The On-Call Prep Checklist Before Shift
5-minute prep before going on-call. The checklist that loads context.
Pre-shift review (5 minutes)
The pre-shift review takes 5 minutes and prevents inheriting blind. Active incidents in flight (read the incident channels and understand current state); recent deploys in the last 4 hours because most pages tie to recent changes; open alerts in ‘warning’ state that haven’t fired but often become real pages during the shift.
- Active incidents in flight. Read the incident channels; understand current state; don’t inherit blind.
- Recent deploys (4-hour window). Most pages tie to recent changes; knowing what shipped lets you correlate fast.
- Open warnings. Alerts in warning state often become real pages during your shift.
- Per-shift review record. The review captured in the on-call notes; supports the handoff.
Acknowledge with the outgoing on-call
The handoff is synchronous. “I’m up to speed on these incidents and recent deploys. Taking over.” Outgoing on-call confirms acknowledgement; until then, they are responsible. Five-minute conversation if anything is weird (recent flapping alerts, pending changes, stakeholder concerns) so tribal knowledge transfers verbally.
- Synchronous handoff in chat. “Up to speed, taking over”; the explicit transition.
- Outgoing confirms. Until confirmation, the outgoing on-call is responsible; the handoff is bilateral.
- Five-minute weird-stuff conversation. Flapping alerts, pending changes, stakeholder concerns; tribal knowledge transfers.
- Per-handoff documented record. The handoff captured in chat; supports later review.
Tools loaded and tested
The tooling check is non-negotiable. Pager app open with notifications enabled, phone DND off for the on-call number, test with a synthetic page if uncertain; dashboards bookmarked (service health, deploy log, on-call context) for one click from page to context; permissions tested in non-prod or with a dry-run because finding broken permissions during a real incident is the wrong place to discover.

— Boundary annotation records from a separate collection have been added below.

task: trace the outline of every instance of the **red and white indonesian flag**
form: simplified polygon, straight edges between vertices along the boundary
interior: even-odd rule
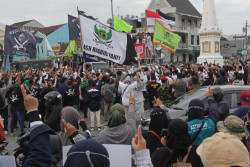
[[[174,25],[174,21],[172,20],[167,20],[164,19],[163,17],[160,16],[159,13],[146,10],[146,17],[147,17],[147,25],[148,26],[154,26],[155,25],[155,20],[158,20],[165,28],[170,29],[170,25]]]

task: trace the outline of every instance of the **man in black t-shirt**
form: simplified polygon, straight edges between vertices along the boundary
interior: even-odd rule
[[[150,105],[150,108],[154,107],[154,104],[153,104],[154,97],[158,98],[158,92],[157,92],[157,90],[158,90],[158,88],[160,86],[161,85],[156,82],[156,77],[153,75],[151,77],[151,82],[148,84],[148,87],[147,87],[147,91],[148,91],[148,94],[149,94],[149,105]]]
[[[79,87],[74,86],[71,80],[67,83],[68,87],[64,94],[64,106],[71,106],[78,110],[79,104]]]
[[[24,131],[24,123],[23,123],[23,96],[20,87],[16,85],[11,86],[11,94],[8,97],[9,104],[9,112],[11,113],[11,123],[10,123],[10,131],[11,135],[14,133],[14,121],[15,117],[18,118],[21,133]]]

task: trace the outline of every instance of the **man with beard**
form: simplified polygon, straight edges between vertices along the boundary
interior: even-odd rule
[[[64,106],[71,106],[78,111],[79,104],[79,86],[73,85],[71,80],[67,83],[68,87],[64,93]]]
[[[45,101],[44,101],[44,96],[52,91],[57,91],[56,88],[53,87],[53,79],[50,78],[47,81],[44,80],[44,84],[45,87],[41,90],[39,96],[41,98],[41,100],[39,101],[39,112],[42,115],[42,121],[45,121],[48,119],[48,117],[46,115],[48,115],[48,113],[50,112],[49,108],[45,108]]]

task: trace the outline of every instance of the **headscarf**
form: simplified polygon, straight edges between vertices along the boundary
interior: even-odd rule
[[[113,128],[126,123],[124,107],[121,104],[115,104],[110,109],[108,127]]]
[[[79,129],[79,126],[78,126],[79,118],[80,118],[80,114],[73,107],[64,107],[62,109],[61,120],[64,119],[66,123],[70,123],[76,129]],[[60,127],[61,127],[61,132],[59,133],[59,136],[61,138],[62,145],[63,146],[72,145],[72,142],[70,141],[68,136],[64,133],[64,125],[62,121],[60,123]],[[81,132],[79,131],[79,133]],[[81,135],[84,136],[84,133],[81,133]]]
[[[181,119],[174,119],[169,123],[167,135],[167,147],[172,150],[169,157],[169,165],[176,162],[178,158],[183,159],[188,152],[191,137],[188,134],[188,125]]]
[[[204,104],[199,99],[193,99],[188,106],[188,120],[204,118]]]
[[[61,120],[65,120],[66,123],[70,123],[76,129],[79,129],[78,121],[80,119],[80,114],[73,107],[64,107],[61,112]],[[61,131],[64,132],[64,125],[61,122]]]
[[[94,140],[82,140],[74,144],[67,154],[64,167],[109,167],[109,153]]]
[[[149,130],[154,131],[160,136],[163,128],[168,129],[168,117],[166,111],[161,108],[154,109],[150,114]]]
[[[250,112],[250,107],[248,106],[241,106],[237,110],[234,111],[234,115],[241,118],[244,122],[246,122],[246,115],[247,113]],[[249,117],[250,115],[248,115]],[[250,117],[249,117],[250,118]]]

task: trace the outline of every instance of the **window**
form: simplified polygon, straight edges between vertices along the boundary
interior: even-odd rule
[[[186,36],[185,35],[181,36],[181,41],[182,41],[182,43],[186,43]]]
[[[200,37],[197,36],[197,45],[200,45]]]
[[[194,45],[194,35],[191,35],[191,45]]]

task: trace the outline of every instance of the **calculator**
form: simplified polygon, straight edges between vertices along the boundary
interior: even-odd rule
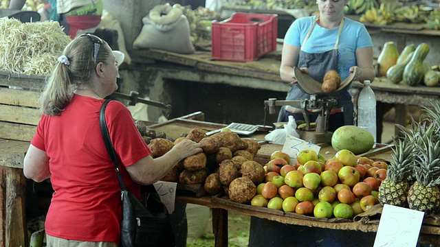
[[[225,128],[228,128],[232,132],[243,135],[250,135],[258,129],[258,127],[257,126],[240,123],[232,123]],[[210,131],[206,133],[206,135],[215,134],[219,132],[220,131],[221,131],[221,129]]]

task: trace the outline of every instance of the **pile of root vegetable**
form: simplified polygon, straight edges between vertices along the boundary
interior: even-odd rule
[[[166,138],[166,134],[157,138],[155,131],[136,122],[141,135],[151,150],[153,157],[165,154],[176,143],[184,139],[189,139],[200,143],[202,152],[182,160],[175,166],[162,180],[176,182],[183,185],[204,185],[205,191],[211,195],[226,192],[238,201],[246,195],[241,189],[245,185],[259,183],[265,176],[263,165],[254,161],[261,148],[258,141],[242,139],[231,131],[221,132],[206,136],[199,128],[191,130],[174,141]],[[240,189],[230,191],[229,185],[236,178],[242,178]],[[255,186],[254,185],[254,187]]]
[[[71,41],[57,21],[23,23],[0,19],[0,71],[48,75]]]

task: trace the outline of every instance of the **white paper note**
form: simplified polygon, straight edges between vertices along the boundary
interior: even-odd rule
[[[316,154],[318,154],[320,149],[321,147],[311,142],[287,134],[281,152],[289,154],[290,156],[290,164],[294,165],[295,163],[296,163],[296,154],[300,152],[300,151],[309,150],[314,150]]]
[[[416,246],[424,214],[417,210],[385,204],[374,247]]]
[[[174,212],[174,205],[176,199],[177,183],[157,181],[153,184],[154,187],[160,197],[160,200],[166,206],[168,213]]]

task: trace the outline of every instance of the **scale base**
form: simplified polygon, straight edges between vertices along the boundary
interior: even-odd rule
[[[296,130],[300,134],[300,138],[302,140],[307,140],[314,144],[320,143],[331,143],[331,137],[333,132],[326,132],[322,133],[317,133],[316,131],[307,131]]]

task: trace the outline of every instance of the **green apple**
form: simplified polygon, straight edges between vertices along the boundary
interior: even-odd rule
[[[296,161],[301,165],[309,161],[318,161],[318,154],[314,150],[304,150],[296,154]]]

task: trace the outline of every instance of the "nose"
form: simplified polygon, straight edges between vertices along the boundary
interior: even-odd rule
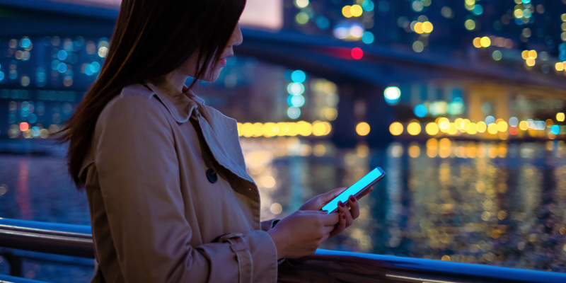
[[[240,29],[240,23],[236,25],[232,37],[230,37],[230,41],[228,42],[229,45],[237,46],[242,44],[243,41],[243,36],[242,35],[242,30]]]

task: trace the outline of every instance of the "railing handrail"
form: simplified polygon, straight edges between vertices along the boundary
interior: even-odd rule
[[[93,258],[90,226],[0,218],[0,248]],[[566,282],[566,273],[328,250],[279,265],[280,282]]]

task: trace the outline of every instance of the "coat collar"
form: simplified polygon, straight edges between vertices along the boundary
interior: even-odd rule
[[[205,106],[204,100],[197,96],[186,86],[183,86],[183,93],[166,81],[158,83],[148,81],[146,81],[146,86],[149,90],[153,91],[149,97],[151,98],[155,95],[177,122],[184,123],[193,115],[194,119],[198,122],[204,141],[216,161],[237,176],[249,182],[249,185],[255,185],[253,179],[246,171],[246,162],[240,146],[236,120],[225,116],[212,107]]]
[[[146,86],[161,101],[177,122],[189,120],[192,112],[204,104],[204,100],[197,96],[187,86],[183,86],[183,93],[167,81],[146,81]]]

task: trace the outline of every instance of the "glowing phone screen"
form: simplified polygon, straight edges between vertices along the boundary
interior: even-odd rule
[[[336,209],[336,208],[338,207],[338,201],[345,203],[348,200],[348,197],[350,195],[356,195],[358,192],[364,190],[374,180],[377,180],[378,178],[381,177],[381,175],[383,174],[379,169],[374,169],[371,171],[371,172],[364,176],[364,178],[356,182],[356,183],[351,185],[341,194],[338,195],[338,196],[335,197],[334,200],[331,200],[330,202],[326,204],[326,205],[323,207],[322,210],[327,210],[328,211],[328,213],[333,212],[335,209]]]

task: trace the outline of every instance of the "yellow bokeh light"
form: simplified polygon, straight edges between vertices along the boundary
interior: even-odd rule
[[[352,7],[350,8],[350,13],[352,14],[352,16],[359,17],[362,16],[362,13],[364,12],[364,9],[362,8],[362,6],[359,5],[352,5]]]
[[[369,125],[365,122],[356,125],[356,132],[360,136],[367,136],[369,134]]]
[[[342,14],[346,18],[352,18],[352,13],[350,12],[351,8],[350,5],[345,6],[344,8],[342,8]]]
[[[497,129],[497,124],[492,123],[487,126],[487,132],[491,134],[495,134],[499,132]]]
[[[417,145],[409,146],[409,156],[416,158],[420,155],[420,147]]]
[[[295,16],[295,21],[301,25],[308,23],[308,14],[305,12],[300,12]]]
[[[464,26],[468,30],[473,30],[475,28],[475,22],[471,18],[466,20],[464,23]]]
[[[478,134],[478,125],[475,123],[470,123],[470,126],[466,130],[468,134]]]
[[[304,121],[296,123],[297,132],[301,136],[308,136],[313,133],[313,125]]]
[[[291,137],[295,137],[299,134],[299,127],[296,126],[296,123],[290,122],[287,124],[287,131]]]
[[[460,122],[460,128],[464,130],[468,130],[468,128],[470,127],[470,125],[471,125],[470,120],[464,119],[463,121]]]
[[[277,125],[272,122],[265,123],[263,125],[262,130],[264,137],[273,137],[277,134]]]
[[[558,122],[564,122],[564,113],[562,112],[556,113],[556,120]]]
[[[462,121],[463,121],[463,120],[464,120],[462,119],[462,118],[457,118],[456,120],[454,120],[454,125],[456,125],[456,129],[461,129],[460,127],[460,125],[462,123]]]
[[[323,136],[326,132],[326,126],[320,121],[313,122],[313,134],[317,137]]]
[[[490,37],[484,36],[480,40],[480,44],[481,44],[482,47],[489,47],[490,45],[491,45],[491,40],[490,39]]]
[[[295,6],[297,8],[304,8],[308,6],[308,0],[295,0]]]
[[[442,121],[440,122],[439,125],[439,128],[440,129],[440,132],[448,132],[450,130],[450,122],[448,121]],[[454,123],[452,123],[454,124]]]
[[[473,46],[475,48],[481,48],[482,47],[481,40],[482,40],[481,37],[475,37],[475,38],[473,39],[473,41],[472,42],[472,43],[473,43]]]
[[[487,125],[485,125],[485,122],[480,121],[478,122],[478,132],[485,132],[485,130],[487,129]]]
[[[497,129],[499,132],[507,132],[507,129],[509,129],[509,125],[507,125],[507,122],[505,122],[505,121],[499,121],[499,122],[497,122]]]
[[[409,125],[407,126],[407,132],[412,136],[416,136],[420,134],[420,124],[417,122],[409,123]]]
[[[527,58],[529,58],[529,50],[523,50],[523,52],[521,52],[521,57],[526,60]]]
[[[359,125],[359,124],[358,124],[358,125]],[[368,126],[368,132],[369,132],[369,126]],[[398,122],[393,122],[389,126],[389,132],[393,136],[398,136],[403,134],[403,124]],[[356,132],[357,132],[357,127],[356,127]]]
[[[446,138],[441,139],[439,141],[438,146],[440,147],[441,150],[450,150],[450,146],[451,146],[452,142],[450,142],[450,139]]]
[[[279,122],[276,124],[277,127],[277,136],[287,136],[289,135],[289,126],[288,123],[284,122]]]
[[[424,127],[424,131],[427,132],[427,134],[430,134],[431,136],[434,136],[438,134],[439,128],[438,127],[438,124],[434,122],[430,122],[427,124],[427,127]]]
[[[432,32],[433,29],[434,29],[434,26],[432,25],[432,23],[429,21],[426,21],[424,23],[422,23],[422,31],[424,31],[424,33],[430,33]]]
[[[447,132],[450,129],[450,120],[448,118],[441,117],[438,120],[437,122],[441,132]]]
[[[521,121],[521,122],[519,123],[519,128],[524,131],[526,131],[529,129],[529,122],[526,121]]]
[[[253,137],[261,137],[263,135],[263,124],[253,123]]]
[[[252,123],[244,123],[242,125],[242,135],[246,137],[253,136],[253,125],[252,125]]]
[[[334,121],[338,117],[338,111],[336,109],[328,108],[324,110],[324,117],[329,121]]]
[[[427,147],[438,147],[438,140],[434,138],[429,139],[427,141]]]
[[[422,30],[422,23],[415,23],[415,27],[413,28],[413,29],[415,29],[415,32],[418,33],[418,34],[421,34],[421,33],[424,32]]]
[[[450,129],[448,129],[448,134],[458,134],[458,128],[456,127],[456,124],[450,123]]]

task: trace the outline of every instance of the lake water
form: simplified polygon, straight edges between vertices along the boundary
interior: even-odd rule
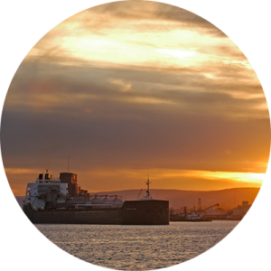
[[[207,252],[239,221],[171,222],[167,226],[52,225],[34,227],[68,254],[113,270],[158,270]]]

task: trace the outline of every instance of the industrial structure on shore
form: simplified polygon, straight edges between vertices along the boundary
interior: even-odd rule
[[[193,210],[188,212],[184,206],[183,210],[170,210],[171,221],[211,221],[214,220],[243,220],[252,205],[248,201],[242,201],[242,205],[237,208],[226,210],[219,208],[220,204],[216,203],[211,206],[201,209],[201,199],[199,199],[198,210],[193,208]],[[216,208],[214,208],[216,207]]]

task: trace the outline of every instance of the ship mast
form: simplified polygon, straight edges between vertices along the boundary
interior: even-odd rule
[[[149,175],[148,175],[148,181],[145,182],[147,184],[147,190],[145,192],[146,193],[146,198],[149,200],[150,199],[150,180],[149,180]]]

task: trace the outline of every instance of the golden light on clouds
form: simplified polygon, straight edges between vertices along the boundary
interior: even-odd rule
[[[79,12],[30,50],[1,117],[8,174],[59,173],[70,157],[95,191],[138,188],[146,175],[157,189],[259,187],[271,125],[251,63],[203,17],[142,4]]]

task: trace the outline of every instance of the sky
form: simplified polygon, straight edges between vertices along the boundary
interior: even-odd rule
[[[45,33],[6,92],[0,154],[14,195],[50,169],[89,192],[260,187],[267,101],[238,45],[170,4],[117,0]]]

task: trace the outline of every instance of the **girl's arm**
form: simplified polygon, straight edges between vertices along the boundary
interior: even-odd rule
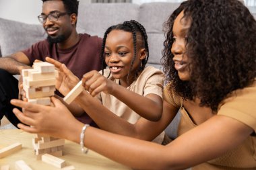
[[[160,134],[178,112],[177,108],[164,101],[164,105],[170,108],[169,112],[164,112],[160,120],[152,122],[140,118],[132,124],[110,112],[85,91],[76,98],[75,102],[101,129],[147,140],[152,140]]]
[[[20,124],[18,127],[28,132],[79,143],[84,124],[76,120],[61,101],[55,98],[52,101],[55,107],[11,100],[12,104],[25,109],[24,114],[18,109],[13,112],[29,125]],[[164,107],[164,112],[170,112],[169,109],[171,108]],[[84,142],[90,149],[137,169],[184,169],[222,155],[238,146],[253,132],[251,128],[238,120],[215,116],[166,146],[92,127],[86,129]],[[104,141],[104,144],[98,144],[98,141]]]
[[[156,73],[148,78],[143,87],[146,88],[150,83],[154,83],[156,89],[162,88],[162,90],[163,79],[164,75],[162,72]],[[137,94],[104,77],[96,71],[85,74],[82,80],[85,89],[92,96],[103,91],[115,96],[144,118],[150,121],[158,121],[161,118],[162,99],[156,94],[149,93],[146,96]]]

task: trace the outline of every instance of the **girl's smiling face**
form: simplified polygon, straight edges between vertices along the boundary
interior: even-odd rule
[[[108,33],[104,48],[105,62],[113,77],[120,79],[122,85],[127,84],[128,73],[129,83],[134,81],[136,71],[140,67],[141,60],[146,56],[145,48],[139,49],[130,71],[134,56],[133,49],[133,40],[131,32],[113,30]]]
[[[183,81],[189,80],[189,60],[186,54],[187,34],[191,26],[191,20],[183,18],[184,13],[181,11],[174,20],[172,28],[174,42],[171,52],[174,55],[175,69],[178,71],[179,78]]]

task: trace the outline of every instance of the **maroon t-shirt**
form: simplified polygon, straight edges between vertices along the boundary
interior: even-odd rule
[[[49,56],[64,63],[74,75],[81,79],[88,71],[102,69],[100,55],[102,39],[87,34],[79,35],[79,42],[68,49],[58,49],[56,44],[50,48],[47,40],[44,40],[34,44],[22,52],[28,57],[31,65],[36,59],[45,61],[45,58]],[[87,114],[77,118],[84,123],[95,126]]]
[[[67,49],[58,49],[53,44],[50,49],[47,40],[34,44],[22,52],[28,57],[32,65],[36,59],[45,61],[49,56],[64,63],[79,79],[92,70],[100,71],[100,58],[102,39],[88,34],[79,34],[80,39],[73,46]]]

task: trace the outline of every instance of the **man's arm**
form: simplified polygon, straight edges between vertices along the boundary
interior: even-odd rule
[[[0,69],[12,75],[20,75],[23,69],[30,69],[30,62],[22,52],[18,52],[10,56],[0,58]]]

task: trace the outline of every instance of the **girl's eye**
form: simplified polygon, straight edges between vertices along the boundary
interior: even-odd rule
[[[127,54],[127,52],[119,52],[119,54],[121,56],[125,56],[126,54]]]
[[[176,41],[176,37],[172,37],[172,41],[173,42],[174,42]]]
[[[110,56],[110,52],[104,52],[104,53],[105,53],[106,56]]]
[[[189,37],[185,36],[185,37],[184,38],[184,39],[185,39],[185,41],[186,42],[189,42]]]

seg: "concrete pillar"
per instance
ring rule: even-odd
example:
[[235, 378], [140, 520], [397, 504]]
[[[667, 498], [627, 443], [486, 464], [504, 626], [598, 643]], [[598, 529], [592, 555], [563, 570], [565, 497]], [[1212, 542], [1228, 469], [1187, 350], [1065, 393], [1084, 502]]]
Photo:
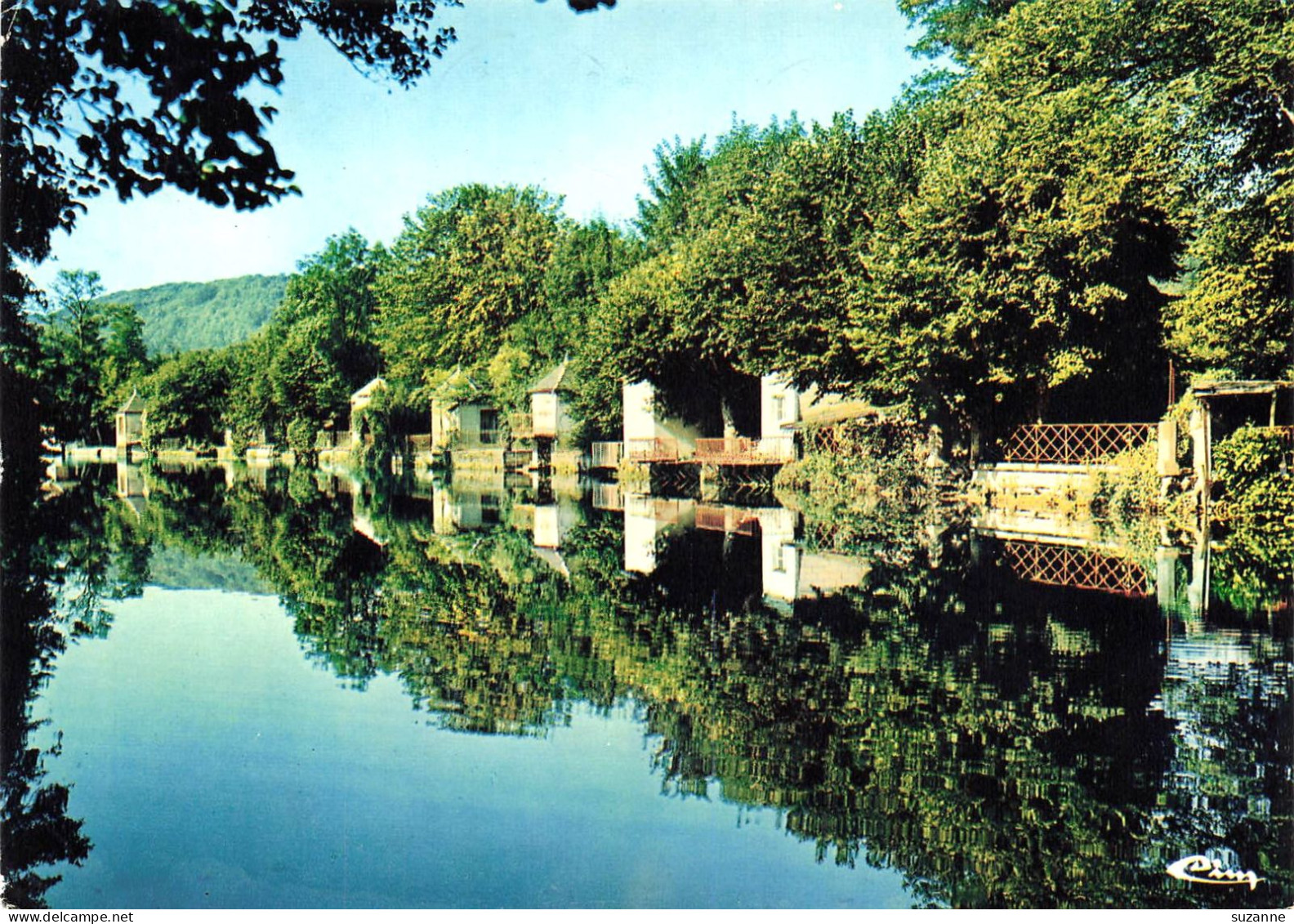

- Pager app and notifications. Phone DND off for the on-call number; test with a synthetic page if uncertain.
- Dashboards bookmarked. Service health, deploy log, on-call context dashboard; one click from page to context.
- Permissions tested. Test runbook commands in non-prod or with dry-run; not during real incident.
- Per-shift smoke test. Pager test, dashboard load, permissions check; the readiness loop.
Personal readiness
Personal readiness matters. Home network and laptop charged with a backup hotspot if home wifi is flaky; calendar cleared of non-essential meetings during the shift because on-call is the priority; family informed because the pager may go off at 3 AM.
- Home network plus backup. Laptop charged; backup hotspot available if home wifi is flaky.
- Calendar cleared. Non-essential meetings dropped; on-call is the priority during the shift.
- Family informed. They know you’re on-call; the pager may go off at 3 AM.
- Per-shift readiness checklist. The personal items run before each shift; supports the discipline.
Outgoing actions
Handing off well closes the loop. When your shift ends, do the same checklist for the incoming on-call (pay forward the discipline); document anything weird that happened during your shift because the next on-call benefits from context they didn’t observe; update runbooks where you wished they had been clearer because the compounding effect makes the next shift easier.
- Mirror checklist for incoming. Same pre-shift checklist for the next on-call; pay forward the discipline.
- Document weird stuff. The next on-call benefits from context they didn’t observe.
- Update runbooks. Where you wished they had been clearer; the compounding effect makes the next shift easier.
- Per-shift handoff log. Documented at end of shift; supports continuous improvement of on-call quality.